The hackney carriage trade was instructed to submit an annual rate rise request by councillors last September, in accordance with St Helens Council’s statement of taxi licensing policy.
It had been intended that a rate rise committee would be established, although this never materialised.
Subsequently, the council’s licensing team has worked with the two main consultative groups, Unite and SHAPTHD (St Helens Association of Private Hire and Taxi Drivers) to produce a jointly proposed rate rise.
The request as a percentage increase is approximately 10 per cent.
This was distributed to the trade for ballot in June 17 and was agreed, with the trade considering the council’s 2018 report, which sought to align hackney carriage rates in St Helens with the charges made across the city region.
A new council report says St Helens has “historically and consistently” charged cheaper fees than the rest of the city region.
It says this has “undoubtedly impacted” on the trade and its ability to invest in their vehicles.
The council’s licensing manager Lorraine Simpson told the licensing and environmental protection committee this week that much work has been done to give the borough’s hackney rates “parity” with the rest of the city region.

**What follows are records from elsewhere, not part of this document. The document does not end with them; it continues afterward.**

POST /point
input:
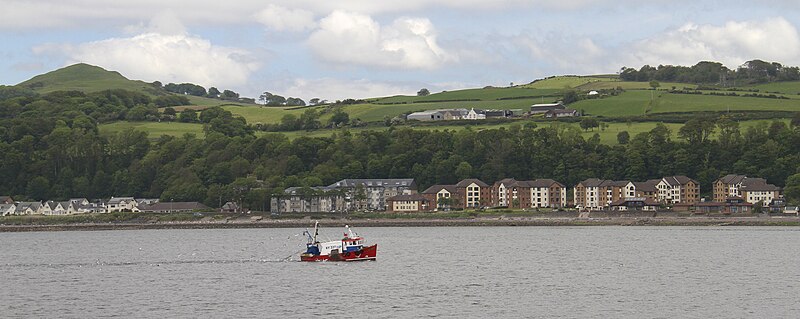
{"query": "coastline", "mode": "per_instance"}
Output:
(417, 222)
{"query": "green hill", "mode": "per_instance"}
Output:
(87, 78)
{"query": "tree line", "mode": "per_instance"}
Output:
(755, 71)
(52, 150)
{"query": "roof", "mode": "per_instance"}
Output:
(732, 179)
(543, 182)
(468, 181)
(385, 182)
(678, 180)
(173, 206)
(758, 184)
(648, 186)
(117, 200)
(562, 111)
(591, 182)
(411, 197)
(547, 105)
(646, 200)
(437, 188)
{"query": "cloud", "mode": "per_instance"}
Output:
(357, 39)
(166, 58)
(731, 44)
(285, 19)
(43, 14)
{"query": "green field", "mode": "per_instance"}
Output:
(792, 88)
(484, 94)
(562, 82)
(154, 129)
(86, 78)
(632, 103)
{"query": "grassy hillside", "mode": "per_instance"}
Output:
(87, 78)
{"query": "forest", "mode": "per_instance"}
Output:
(52, 150)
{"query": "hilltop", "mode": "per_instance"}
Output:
(90, 78)
(87, 78)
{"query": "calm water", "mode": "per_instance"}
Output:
(482, 272)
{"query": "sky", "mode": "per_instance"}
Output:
(366, 48)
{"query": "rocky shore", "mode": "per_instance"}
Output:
(417, 222)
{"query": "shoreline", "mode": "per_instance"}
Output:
(399, 222)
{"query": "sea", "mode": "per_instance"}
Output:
(421, 272)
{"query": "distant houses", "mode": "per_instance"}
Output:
(461, 114)
(84, 206)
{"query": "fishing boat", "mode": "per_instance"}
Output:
(350, 248)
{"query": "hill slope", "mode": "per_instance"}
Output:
(87, 78)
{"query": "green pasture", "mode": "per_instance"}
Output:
(562, 82)
(484, 94)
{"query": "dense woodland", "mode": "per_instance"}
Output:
(51, 149)
(755, 71)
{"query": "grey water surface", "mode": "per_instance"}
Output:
(444, 272)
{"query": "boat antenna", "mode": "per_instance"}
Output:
(316, 230)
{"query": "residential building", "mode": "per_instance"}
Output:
(426, 116)
(475, 115)
(543, 108)
(371, 194)
(547, 193)
(648, 189)
(635, 204)
(28, 208)
(173, 207)
(678, 189)
(115, 204)
(411, 203)
(441, 197)
(8, 209)
(586, 195)
(558, 113)
(727, 186)
(320, 199)
(757, 190)
(473, 193)
(344, 195)
(596, 194)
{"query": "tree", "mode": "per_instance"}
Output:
(623, 137)
(589, 123)
(213, 92)
(570, 96)
(696, 131)
(293, 101)
(654, 84)
(796, 120)
(339, 118)
(792, 189)
(188, 116)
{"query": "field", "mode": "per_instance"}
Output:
(154, 129)
(607, 135)
(484, 94)
(638, 102)
(562, 82)
(86, 78)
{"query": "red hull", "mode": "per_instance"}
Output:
(366, 253)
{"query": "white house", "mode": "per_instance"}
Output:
(8, 209)
(121, 204)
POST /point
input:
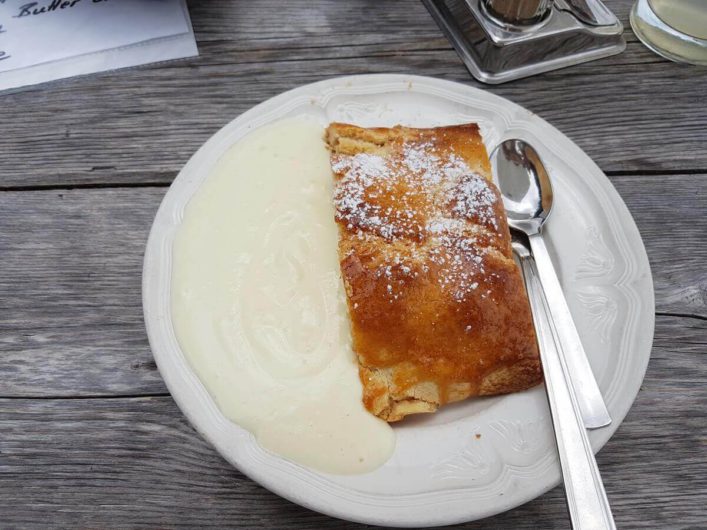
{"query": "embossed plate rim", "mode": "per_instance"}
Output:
(354, 498)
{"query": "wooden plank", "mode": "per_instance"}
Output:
(631, 113)
(103, 463)
(72, 323)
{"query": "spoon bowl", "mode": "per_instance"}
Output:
(524, 183)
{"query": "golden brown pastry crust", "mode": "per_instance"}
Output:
(437, 304)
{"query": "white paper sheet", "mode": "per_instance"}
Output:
(44, 40)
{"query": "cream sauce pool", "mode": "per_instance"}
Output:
(259, 308)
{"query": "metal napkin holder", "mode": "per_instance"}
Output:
(571, 32)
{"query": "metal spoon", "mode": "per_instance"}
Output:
(586, 498)
(527, 197)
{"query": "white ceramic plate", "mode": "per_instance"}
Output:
(483, 456)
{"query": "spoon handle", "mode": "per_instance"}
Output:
(589, 396)
(586, 498)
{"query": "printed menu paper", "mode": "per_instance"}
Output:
(51, 39)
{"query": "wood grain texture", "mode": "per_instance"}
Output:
(71, 284)
(89, 438)
(632, 112)
(98, 463)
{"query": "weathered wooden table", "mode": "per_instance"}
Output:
(89, 436)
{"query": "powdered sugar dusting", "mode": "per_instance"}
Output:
(430, 201)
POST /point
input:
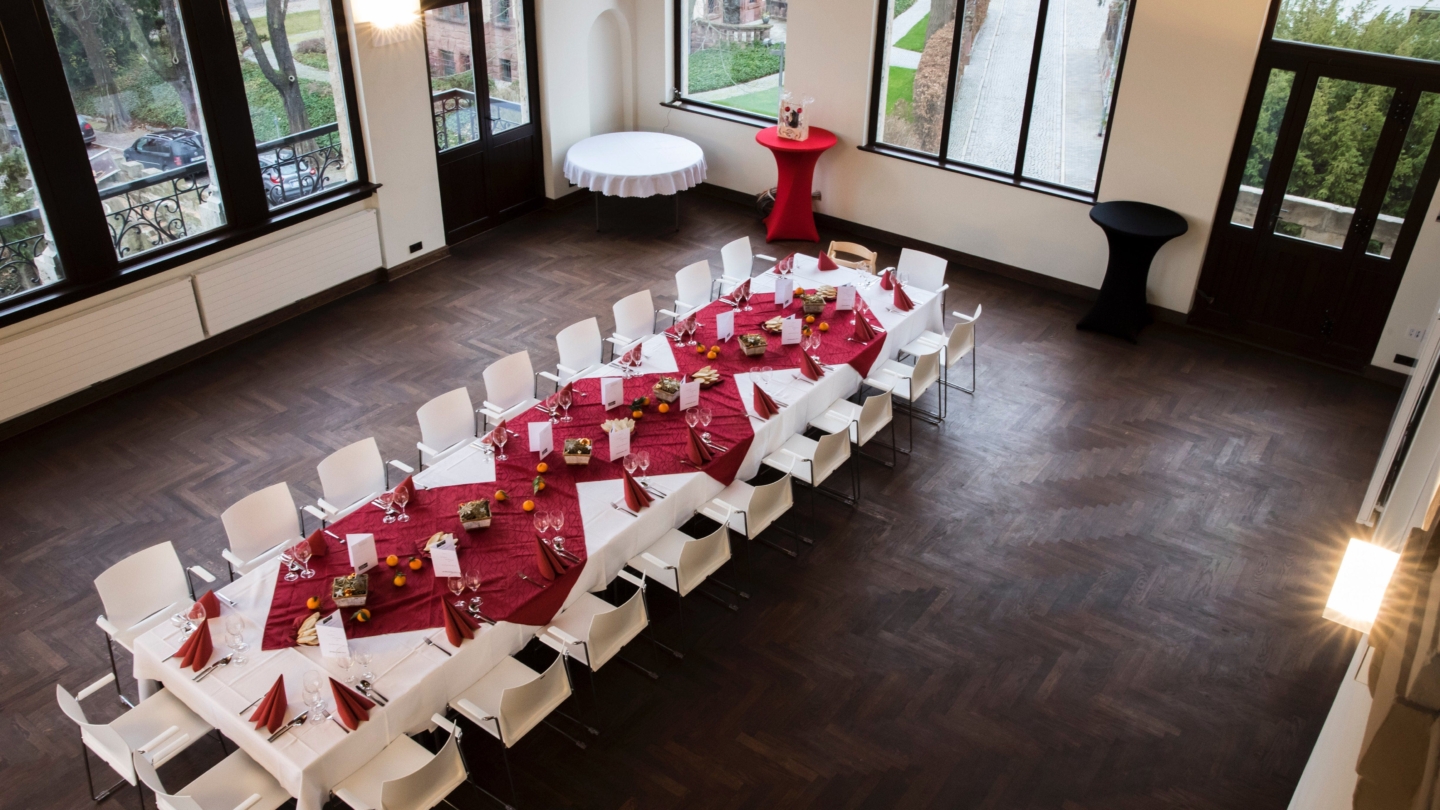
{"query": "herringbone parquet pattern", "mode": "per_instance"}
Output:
(1098, 585)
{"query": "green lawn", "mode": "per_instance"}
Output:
(915, 39)
(763, 103)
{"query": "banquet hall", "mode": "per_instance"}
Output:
(673, 404)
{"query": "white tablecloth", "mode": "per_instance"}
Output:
(419, 679)
(635, 165)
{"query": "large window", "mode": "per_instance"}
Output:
(730, 55)
(1014, 90)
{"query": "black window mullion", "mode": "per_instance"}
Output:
(64, 183)
(1030, 90)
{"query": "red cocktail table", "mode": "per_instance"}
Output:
(795, 160)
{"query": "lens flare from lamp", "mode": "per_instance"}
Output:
(1361, 585)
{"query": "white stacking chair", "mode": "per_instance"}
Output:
(403, 776)
(738, 263)
(693, 288)
(750, 509)
(236, 783)
(634, 320)
(510, 385)
(350, 477)
(581, 352)
(812, 461)
(909, 384)
(258, 526)
(138, 593)
(861, 421)
(156, 730)
(447, 424)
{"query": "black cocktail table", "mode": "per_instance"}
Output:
(1136, 231)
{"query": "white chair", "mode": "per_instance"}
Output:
(753, 506)
(157, 728)
(138, 593)
(581, 352)
(736, 263)
(258, 526)
(447, 424)
(634, 320)
(510, 385)
(350, 477)
(238, 783)
(812, 461)
(405, 776)
(861, 421)
(693, 287)
(909, 384)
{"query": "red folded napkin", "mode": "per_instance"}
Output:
(458, 623)
(198, 649)
(352, 706)
(271, 712)
(903, 301)
(810, 368)
(763, 405)
(696, 448)
(635, 495)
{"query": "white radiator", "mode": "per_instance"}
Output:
(275, 276)
(71, 355)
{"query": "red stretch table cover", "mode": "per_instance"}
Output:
(795, 163)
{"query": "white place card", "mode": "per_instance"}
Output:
(689, 395)
(542, 438)
(619, 444)
(612, 391)
(445, 558)
(725, 326)
(789, 332)
(331, 632)
(362, 552)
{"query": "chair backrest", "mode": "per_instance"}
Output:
(874, 414)
(447, 420)
(522, 708)
(612, 630)
(261, 521)
(422, 789)
(581, 345)
(864, 258)
(635, 316)
(352, 473)
(693, 286)
(769, 502)
(702, 557)
(510, 381)
(736, 258)
(141, 584)
(922, 270)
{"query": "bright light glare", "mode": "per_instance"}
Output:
(1361, 585)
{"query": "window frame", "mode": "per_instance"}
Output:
(942, 160)
(33, 72)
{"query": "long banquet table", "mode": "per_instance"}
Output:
(419, 679)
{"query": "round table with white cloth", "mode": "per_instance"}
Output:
(635, 165)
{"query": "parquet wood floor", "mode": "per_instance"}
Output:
(1098, 585)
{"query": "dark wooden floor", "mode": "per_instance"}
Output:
(1099, 584)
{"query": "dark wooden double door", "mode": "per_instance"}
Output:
(1328, 185)
(486, 113)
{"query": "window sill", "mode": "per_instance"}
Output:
(43, 300)
(723, 113)
(972, 172)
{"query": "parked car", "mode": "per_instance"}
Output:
(167, 149)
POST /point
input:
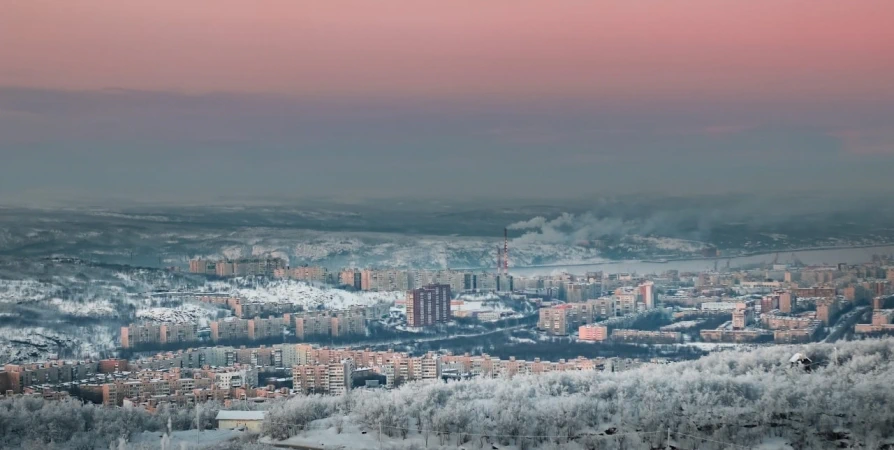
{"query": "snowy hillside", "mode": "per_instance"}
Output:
(74, 309)
(733, 399)
(299, 293)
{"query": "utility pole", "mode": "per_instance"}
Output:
(198, 422)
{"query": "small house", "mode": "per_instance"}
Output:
(247, 420)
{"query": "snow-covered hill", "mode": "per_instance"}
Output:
(299, 293)
(734, 399)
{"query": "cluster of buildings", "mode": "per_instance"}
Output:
(237, 267)
(333, 323)
(428, 305)
(881, 322)
(331, 370)
(226, 373)
(562, 319)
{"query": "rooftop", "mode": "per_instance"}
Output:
(241, 415)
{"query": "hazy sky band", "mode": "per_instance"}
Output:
(506, 98)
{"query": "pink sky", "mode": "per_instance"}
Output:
(726, 49)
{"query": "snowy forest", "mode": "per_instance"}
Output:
(738, 399)
(731, 399)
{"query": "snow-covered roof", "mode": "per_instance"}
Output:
(241, 415)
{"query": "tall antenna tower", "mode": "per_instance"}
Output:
(506, 251)
(499, 260)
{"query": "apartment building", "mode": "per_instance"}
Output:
(596, 333)
(384, 280)
(229, 330)
(556, 320)
(137, 335)
(651, 337)
(238, 267)
(269, 328)
(428, 305)
(304, 273)
(827, 309)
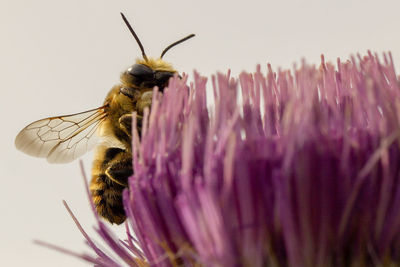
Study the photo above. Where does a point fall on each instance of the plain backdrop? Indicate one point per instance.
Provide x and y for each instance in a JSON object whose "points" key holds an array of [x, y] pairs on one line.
{"points": [[62, 57]]}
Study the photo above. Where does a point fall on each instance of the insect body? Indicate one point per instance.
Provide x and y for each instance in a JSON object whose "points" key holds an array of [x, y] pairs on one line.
{"points": [[64, 138]]}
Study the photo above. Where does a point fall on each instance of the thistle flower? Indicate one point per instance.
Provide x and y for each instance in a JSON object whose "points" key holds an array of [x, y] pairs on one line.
{"points": [[294, 168]]}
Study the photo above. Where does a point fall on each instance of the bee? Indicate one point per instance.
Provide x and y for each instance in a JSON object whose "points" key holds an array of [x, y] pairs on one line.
{"points": [[62, 139]]}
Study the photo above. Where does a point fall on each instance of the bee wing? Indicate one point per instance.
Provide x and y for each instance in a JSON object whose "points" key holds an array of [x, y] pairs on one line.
{"points": [[61, 139]]}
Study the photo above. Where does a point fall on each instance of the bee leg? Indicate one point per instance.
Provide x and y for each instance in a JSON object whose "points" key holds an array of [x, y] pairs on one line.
{"points": [[119, 170], [110, 173], [125, 121]]}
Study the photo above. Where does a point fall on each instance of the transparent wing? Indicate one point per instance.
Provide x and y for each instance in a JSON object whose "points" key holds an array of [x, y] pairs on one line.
{"points": [[61, 139]]}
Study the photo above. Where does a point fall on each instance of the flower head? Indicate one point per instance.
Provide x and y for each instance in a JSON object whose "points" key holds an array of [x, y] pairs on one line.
{"points": [[296, 168]]}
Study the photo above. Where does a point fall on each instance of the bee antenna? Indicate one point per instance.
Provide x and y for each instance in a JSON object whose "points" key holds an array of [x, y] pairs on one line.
{"points": [[177, 42], [134, 35]]}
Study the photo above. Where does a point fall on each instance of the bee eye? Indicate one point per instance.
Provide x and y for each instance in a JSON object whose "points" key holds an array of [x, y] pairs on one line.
{"points": [[140, 71]]}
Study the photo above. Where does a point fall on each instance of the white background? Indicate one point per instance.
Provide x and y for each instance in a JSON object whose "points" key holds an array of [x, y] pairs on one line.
{"points": [[62, 57]]}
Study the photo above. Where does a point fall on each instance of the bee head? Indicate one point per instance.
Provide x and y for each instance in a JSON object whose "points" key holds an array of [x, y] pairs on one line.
{"points": [[148, 72]]}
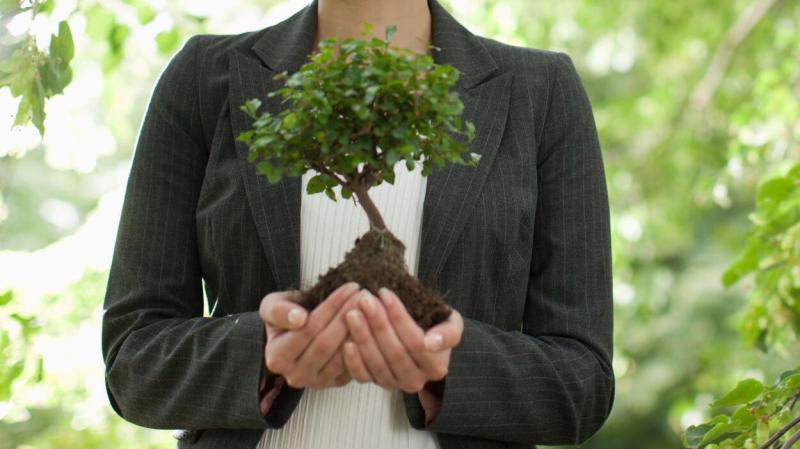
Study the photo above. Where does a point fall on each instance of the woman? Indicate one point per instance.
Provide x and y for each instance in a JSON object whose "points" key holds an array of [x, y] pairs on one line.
{"points": [[520, 244]]}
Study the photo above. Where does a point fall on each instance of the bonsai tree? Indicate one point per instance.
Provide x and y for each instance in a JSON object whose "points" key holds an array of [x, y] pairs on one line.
{"points": [[356, 109]]}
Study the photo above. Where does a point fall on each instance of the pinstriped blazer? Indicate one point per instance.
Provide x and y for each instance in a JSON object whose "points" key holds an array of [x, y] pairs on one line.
{"points": [[520, 244]]}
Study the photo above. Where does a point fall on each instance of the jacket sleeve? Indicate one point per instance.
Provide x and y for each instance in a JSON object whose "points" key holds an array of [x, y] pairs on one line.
{"points": [[167, 366], [550, 383]]}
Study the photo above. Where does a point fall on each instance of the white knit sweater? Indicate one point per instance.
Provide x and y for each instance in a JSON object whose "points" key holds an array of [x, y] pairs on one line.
{"points": [[357, 415]]}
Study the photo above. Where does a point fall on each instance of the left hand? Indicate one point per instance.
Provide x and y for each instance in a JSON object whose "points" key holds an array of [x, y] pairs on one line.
{"points": [[389, 348]]}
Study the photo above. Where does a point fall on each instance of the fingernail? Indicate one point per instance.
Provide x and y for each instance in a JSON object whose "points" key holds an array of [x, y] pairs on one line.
{"points": [[296, 316], [433, 342], [352, 317], [384, 294], [368, 301]]}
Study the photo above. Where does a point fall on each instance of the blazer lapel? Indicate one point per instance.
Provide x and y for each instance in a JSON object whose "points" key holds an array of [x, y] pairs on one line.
{"points": [[451, 192]]}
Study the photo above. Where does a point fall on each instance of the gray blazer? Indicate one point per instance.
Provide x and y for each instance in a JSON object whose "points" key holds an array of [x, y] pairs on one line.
{"points": [[520, 244]]}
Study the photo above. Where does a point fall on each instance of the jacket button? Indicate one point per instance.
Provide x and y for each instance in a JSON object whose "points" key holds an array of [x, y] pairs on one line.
{"points": [[189, 435]]}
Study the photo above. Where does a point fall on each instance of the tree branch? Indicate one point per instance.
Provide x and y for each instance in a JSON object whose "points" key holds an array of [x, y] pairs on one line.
{"points": [[749, 18]]}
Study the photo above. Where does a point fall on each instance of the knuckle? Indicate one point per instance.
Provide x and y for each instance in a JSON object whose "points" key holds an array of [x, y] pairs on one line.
{"points": [[395, 353], [320, 348], [293, 382], [417, 345], [273, 363]]}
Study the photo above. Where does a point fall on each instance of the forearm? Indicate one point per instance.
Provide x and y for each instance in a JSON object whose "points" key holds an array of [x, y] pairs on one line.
{"points": [[177, 373], [512, 387]]}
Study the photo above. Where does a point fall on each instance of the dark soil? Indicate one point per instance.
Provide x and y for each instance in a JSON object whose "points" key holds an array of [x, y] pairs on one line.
{"points": [[377, 261]]}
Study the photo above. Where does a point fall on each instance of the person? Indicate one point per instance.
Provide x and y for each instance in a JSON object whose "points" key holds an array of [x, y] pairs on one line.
{"points": [[520, 245]]}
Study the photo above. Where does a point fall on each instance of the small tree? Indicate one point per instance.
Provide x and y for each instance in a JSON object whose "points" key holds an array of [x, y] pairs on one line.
{"points": [[356, 109]]}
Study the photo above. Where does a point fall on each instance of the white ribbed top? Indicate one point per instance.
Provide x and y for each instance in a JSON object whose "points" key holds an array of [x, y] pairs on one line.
{"points": [[357, 415]]}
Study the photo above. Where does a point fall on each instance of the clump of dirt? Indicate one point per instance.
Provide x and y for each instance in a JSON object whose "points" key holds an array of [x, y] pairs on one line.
{"points": [[377, 261]]}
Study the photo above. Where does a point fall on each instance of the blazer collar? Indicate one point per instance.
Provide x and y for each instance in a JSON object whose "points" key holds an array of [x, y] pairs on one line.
{"points": [[451, 192], [296, 35]]}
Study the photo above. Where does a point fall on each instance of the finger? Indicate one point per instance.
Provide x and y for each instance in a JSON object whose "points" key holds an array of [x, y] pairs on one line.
{"points": [[333, 368], [409, 376], [333, 374], [343, 379], [325, 344], [355, 364], [295, 342], [370, 353], [278, 309]]}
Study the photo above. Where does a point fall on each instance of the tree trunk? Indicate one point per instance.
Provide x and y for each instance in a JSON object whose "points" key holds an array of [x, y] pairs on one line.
{"points": [[374, 215]]}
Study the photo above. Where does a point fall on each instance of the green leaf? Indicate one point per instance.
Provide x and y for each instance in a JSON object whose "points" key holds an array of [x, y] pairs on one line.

Ms Simpson said the request is the “final stage” to bring the borough’s hackneys to a regional parity.
She said it is not anticipated that further rises will be of “significant levels”.
However, Ms Simpson warned there are future “unpredictable considerations” that council must bear in mind, such as the impact of Brexit in St Helens.
Ms Simpson said: “The trade recognise that the request may appear as significant, but it is necessary to allow them to continue to provide the good service they provide for all the customers of the hackney trade in the borough.
“The maintenance and overall running costs of hackney vehicles, as well as the purchase costs, is very expensive and hackneys are an independent small business in their own right.
“They need to be allowed to generate a suitable level from their fares to maintain that business.”
Paul James from Unite said the union was happy with the considerations made by the council.
He added that they were “overwhelmingly” in favour of the hackney trade, to allow it to move forward.
Labour councillor Jeanie Bell, cabinet member for community safety, backed the rise.
Coun Bell said: “I think the drivers do an excellent job in difficult circumstances. They work very hard.
“We’re very lucky in St Helens that we have a lot of drivers that are licensed here and undergo quite a rigorous process to be able to do so.
“I think the least they can expect is a fair salary for a fair day’s work.”
Currently, St Helens rates are the 320th cheapest in the country, out of 370 authorities.
With the rise, St Helens will be the 298th cheapest in the country.
The licensing and environmental protection committee approved the proposed hackney rate rise.